The personal exemption previously available for some nonresident workers to decrease taxable income was eliminated in 2018 for all individuals, under the Tax Cuts and Jobs Act (Pub. L. No, 115-97) that was signed into law in December 2017, Nita Patel, tax managing director at KPMG LLP, said May 15. This means “if they earn a dollar, it is taxable going forward,” she said.
Even brief travel to the United States for project meetings or trading should generally be calculated as work days for withholding purposes, Patel said at the American Payroll Association's 2018 Congress in National Harbor, Md.
Remaining exceptions to withholding include foreign sourced income under a certain threshold, income specifically excluded in the tax code, and income specifically excluded in tax treaties.
The Golden Rule for Source of Income
The golden rule for determining the source of income is where an employee works in the world and performs services is the place of tax residency.

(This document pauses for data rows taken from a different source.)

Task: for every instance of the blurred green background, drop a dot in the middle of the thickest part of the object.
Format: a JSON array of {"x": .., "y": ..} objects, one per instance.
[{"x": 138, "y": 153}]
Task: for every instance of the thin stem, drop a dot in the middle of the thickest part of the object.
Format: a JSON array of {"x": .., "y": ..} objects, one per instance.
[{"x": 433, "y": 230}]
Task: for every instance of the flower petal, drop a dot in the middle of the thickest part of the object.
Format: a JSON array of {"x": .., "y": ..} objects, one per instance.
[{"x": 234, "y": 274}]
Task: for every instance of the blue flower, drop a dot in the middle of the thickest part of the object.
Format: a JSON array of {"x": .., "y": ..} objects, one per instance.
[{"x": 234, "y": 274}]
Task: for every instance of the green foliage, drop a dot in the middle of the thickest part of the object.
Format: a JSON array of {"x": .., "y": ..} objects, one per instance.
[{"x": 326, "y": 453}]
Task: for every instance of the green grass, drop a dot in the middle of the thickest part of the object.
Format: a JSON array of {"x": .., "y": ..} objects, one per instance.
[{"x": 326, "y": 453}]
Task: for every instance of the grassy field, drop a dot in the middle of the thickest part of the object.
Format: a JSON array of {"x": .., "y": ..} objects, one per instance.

Foreign workers in the U.S. may be classified as either resident aliens or nonresident aliens for taxation purposes.
Resident aliens working in the U.S. are treated as tax residents if they are considered a lawful permanent resident with a green card, make a first-year election, or meet the substantial presence test.
An employee present in the U.S. for at least 31 consecutive days in the current year and greater than or equal to 183 days over a three year period would be considered a tax resident under the substantial presence test, making their worldwide income potentially subject to U.S. federal taxes. This calculation considers 100 percent of days in current year, a third of days in the immediately prior year, and a sixth of days in second prior year, the payroll managers said.
Even the day an employee lands at the airport is considered a full day of work for tax residence purposes, said Johnie Townsend, KPMG LLP global mobility service manager and former IRS examiner, who also spoke to the group.
Nonresident aliens who do not have substantial presence in the U.S. generally only are taxed on certain income from U.S. sources.
There are, however, exceptions to the rule as other factors complicate withholding processes.
U.S. sourced compensation paid by a foreign employer may not be subject to withholding if the compensation is exempt from U.S. federal income tax through application of an applicable tax treaty. “Each country is different so some countries will look at 183 days in a calendar year, others will look at a rolling 12-month period,” Townsend said.
This is where it is difficult from a payroll perspective since employers may not know from the offset whether they may claim a treaty exception. Collaboration between departments to share information about what is stated in the assignment letter and what kind of visa workers are traveling on is important in this determination, Townsend said.
The date of a worker’s arrival and departure from the host country may complicate withholding calculations of nonresident aliens.
Something as seemingly trivial as trip to the host country for house-hunting could trigger an early start to residency, even if the assignment letter sets a later start date. Returning to the host country after an assignment has concluded even for a brief trip could also extend the duration of residence to the last date of presence if there is no treaty exemption.
Don’t Forget the States
To be in full compliance, payroll professional handling nonresident alien withholding for foreign workers in the U.S. must consider state tax issues as well.
Because international tax treaties are generally not followed by states, employees who may be exempt from federal withholding could still be subject to state taxes. A stipend or payment which does not meet the threshold for U.S. federal income tax reporting may also still meet thresholds at the state level, Townsend said.
“There are lots of different sources of data you have to be on the watch for,” Patel cautioned payroll professionals.